Because you aren't taking to someone in front of you, trolls came about. But not just trolls, normal people feel the need to argue a point to death in order to prove that they are 'right'.
Admittedly in my many years on the internet, I've done that a time or two. But as I've grow older, I haven't seen the point. Most of the arguments end in an impasse because both sides feel the need to be right. And sometimes the need to be right can transform a normal person into a troll.
I'm on a lot of different Facebook groups for all my different interests. One is for Christians who are all geeks, Someone posted there how they had been arguing with an atheist about the existence of God.
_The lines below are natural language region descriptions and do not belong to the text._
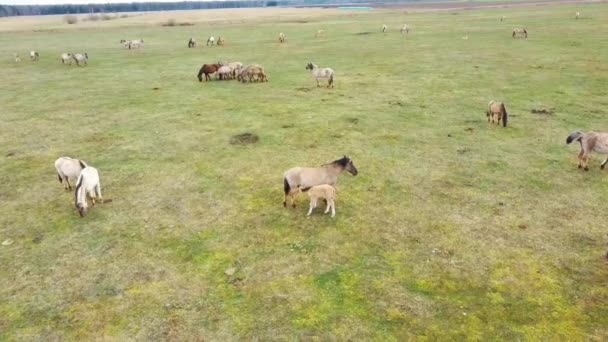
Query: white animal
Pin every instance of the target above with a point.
(135, 44)
(81, 59)
(68, 168)
(324, 191)
(319, 73)
(66, 58)
(88, 185)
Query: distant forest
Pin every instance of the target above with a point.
(16, 10)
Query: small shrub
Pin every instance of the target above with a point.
(70, 19)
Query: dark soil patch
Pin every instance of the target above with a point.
(244, 139)
(542, 111)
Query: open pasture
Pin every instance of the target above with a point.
(454, 228)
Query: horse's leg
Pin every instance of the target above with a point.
(604, 163)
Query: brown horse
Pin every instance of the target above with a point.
(497, 111)
(207, 69)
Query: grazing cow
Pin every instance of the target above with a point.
(68, 168)
(496, 112)
(520, 32)
(592, 141)
(88, 185)
(319, 73)
(207, 69)
(323, 191)
(299, 178)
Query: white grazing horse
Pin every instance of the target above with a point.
(318, 73)
(87, 186)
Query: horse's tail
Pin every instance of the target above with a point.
(574, 136)
(200, 74)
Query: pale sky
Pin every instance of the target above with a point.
(76, 2)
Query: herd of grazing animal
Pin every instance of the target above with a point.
(319, 182)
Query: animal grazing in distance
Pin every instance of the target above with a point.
(496, 112)
(88, 185)
(299, 178)
(81, 59)
(207, 69)
(520, 32)
(68, 168)
(319, 73)
(591, 141)
(323, 191)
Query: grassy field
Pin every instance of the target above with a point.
(454, 229)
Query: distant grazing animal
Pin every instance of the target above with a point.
(326, 192)
(299, 178)
(66, 58)
(88, 185)
(81, 59)
(318, 73)
(496, 112)
(521, 32)
(136, 44)
(68, 168)
(224, 72)
(207, 69)
(592, 141)
(254, 72)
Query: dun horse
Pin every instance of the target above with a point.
(87, 186)
(68, 168)
(592, 141)
(207, 69)
(319, 73)
(299, 178)
(519, 32)
(496, 112)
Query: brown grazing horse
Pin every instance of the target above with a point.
(207, 69)
(497, 111)
(592, 141)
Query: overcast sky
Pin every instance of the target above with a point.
(52, 2)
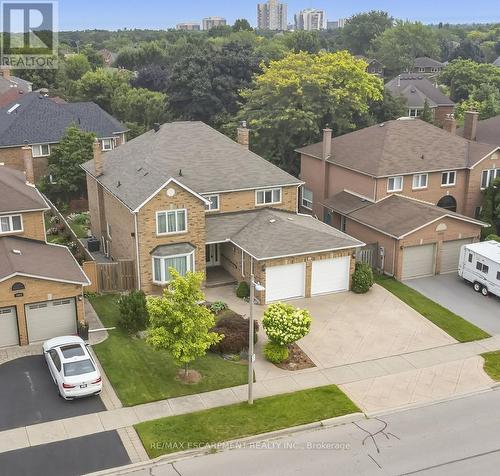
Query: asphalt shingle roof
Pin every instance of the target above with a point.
(270, 233)
(192, 153)
(402, 147)
(39, 119)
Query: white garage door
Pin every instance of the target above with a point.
(285, 282)
(450, 254)
(330, 275)
(418, 261)
(8, 327)
(51, 319)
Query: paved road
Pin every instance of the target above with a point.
(66, 458)
(458, 437)
(31, 396)
(452, 292)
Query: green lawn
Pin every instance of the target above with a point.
(140, 374)
(206, 427)
(492, 364)
(456, 326)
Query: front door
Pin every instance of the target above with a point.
(212, 255)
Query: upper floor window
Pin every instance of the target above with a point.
(107, 144)
(488, 176)
(268, 196)
(40, 150)
(171, 221)
(11, 223)
(214, 203)
(448, 178)
(419, 181)
(307, 198)
(395, 184)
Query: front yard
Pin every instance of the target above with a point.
(139, 374)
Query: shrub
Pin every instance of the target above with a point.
(133, 313)
(362, 279)
(234, 328)
(275, 353)
(285, 324)
(218, 306)
(243, 290)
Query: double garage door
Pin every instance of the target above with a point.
(289, 281)
(420, 261)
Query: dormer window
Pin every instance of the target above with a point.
(11, 223)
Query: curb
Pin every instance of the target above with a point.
(181, 455)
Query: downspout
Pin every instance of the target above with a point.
(137, 259)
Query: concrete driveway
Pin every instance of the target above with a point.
(455, 294)
(29, 395)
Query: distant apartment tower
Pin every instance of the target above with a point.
(211, 22)
(188, 26)
(272, 16)
(310, 19)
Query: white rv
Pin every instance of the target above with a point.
(480, 265)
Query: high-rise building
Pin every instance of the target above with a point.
(211, 22)
(272, 15)
(310, 19)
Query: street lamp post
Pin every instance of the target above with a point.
(251, 356)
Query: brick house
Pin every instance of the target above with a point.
(41, 284)
(437, 176)
(36, 120)
(186, 196)
(416, 90)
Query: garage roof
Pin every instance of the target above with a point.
(270, 233)
(36, 259)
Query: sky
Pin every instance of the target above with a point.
(162, 14)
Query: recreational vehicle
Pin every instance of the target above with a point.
(480, 265)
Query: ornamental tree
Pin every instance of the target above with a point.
(177, 321)
(285, 324)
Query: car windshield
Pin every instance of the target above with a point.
(78, 368)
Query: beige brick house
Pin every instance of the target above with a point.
(41, 285)
(437, 176)
(188, 197)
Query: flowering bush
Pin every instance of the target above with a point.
(285, 324)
This seemed completely pointless to me. We Christians can't prove that God exists, it's a belief we have. We've felt His Hand in our lives. An atheist hasn't felt that so they believe firmly that there is no God. It's not something that they could even have found a middle ground on.
I have lots of atheist friends as well as friends of other religions. Trying to prove that I'm right and they are wrong seems like a way to lose friends. Sadly the internet, for all it's good things, fosters the want in some people to browbeat them into believing what they want.
Later that evening, I posted the start of my newest cross stitch project in the cross stitch group I'm in. It is a kit that I've been wanting to do forever and a friend gifted it to me.
I started it at the tippy top of the fabric because I've had issues with kits and running out of room. So I wanted to make sure that I had enough fabric. This is also the most complicated chart that I've ever done, so I've been putting off starting because I was intimidated by it.
After stitching a little bit, I posted on my cross stitch group. Basically a 'Yay I started' and a picture. And then I got the 'advice' I didn't want. Several people told me that I was doing it "wrong".
I told them that I was doing it this way, and while I appreciated the advice, I was going to do it this way. Most of them stopped with the advice, but a couple didn't. One in particular was very fervent in proving how wrong I was. It got to the point that I had to get the group owner involved.
As it's my project, I do have the right to stitch it they way I want, but this person's need to be right pushed her over into troll territory. Even after the owner stepped in and posted for them to leave me be, she had to continue trolling.
It's a strange internet phenomenon because you wouldn't scream at a person in real life about how wrong they are. It does happen over the phone, but it wouldn't generally if you were calling someone you knew.
Being right is nice, I suppose, but I think more people need to realized that there are other ways to do things, and other opinions. In our diverse world today, there are many things that aren't just right or wrong.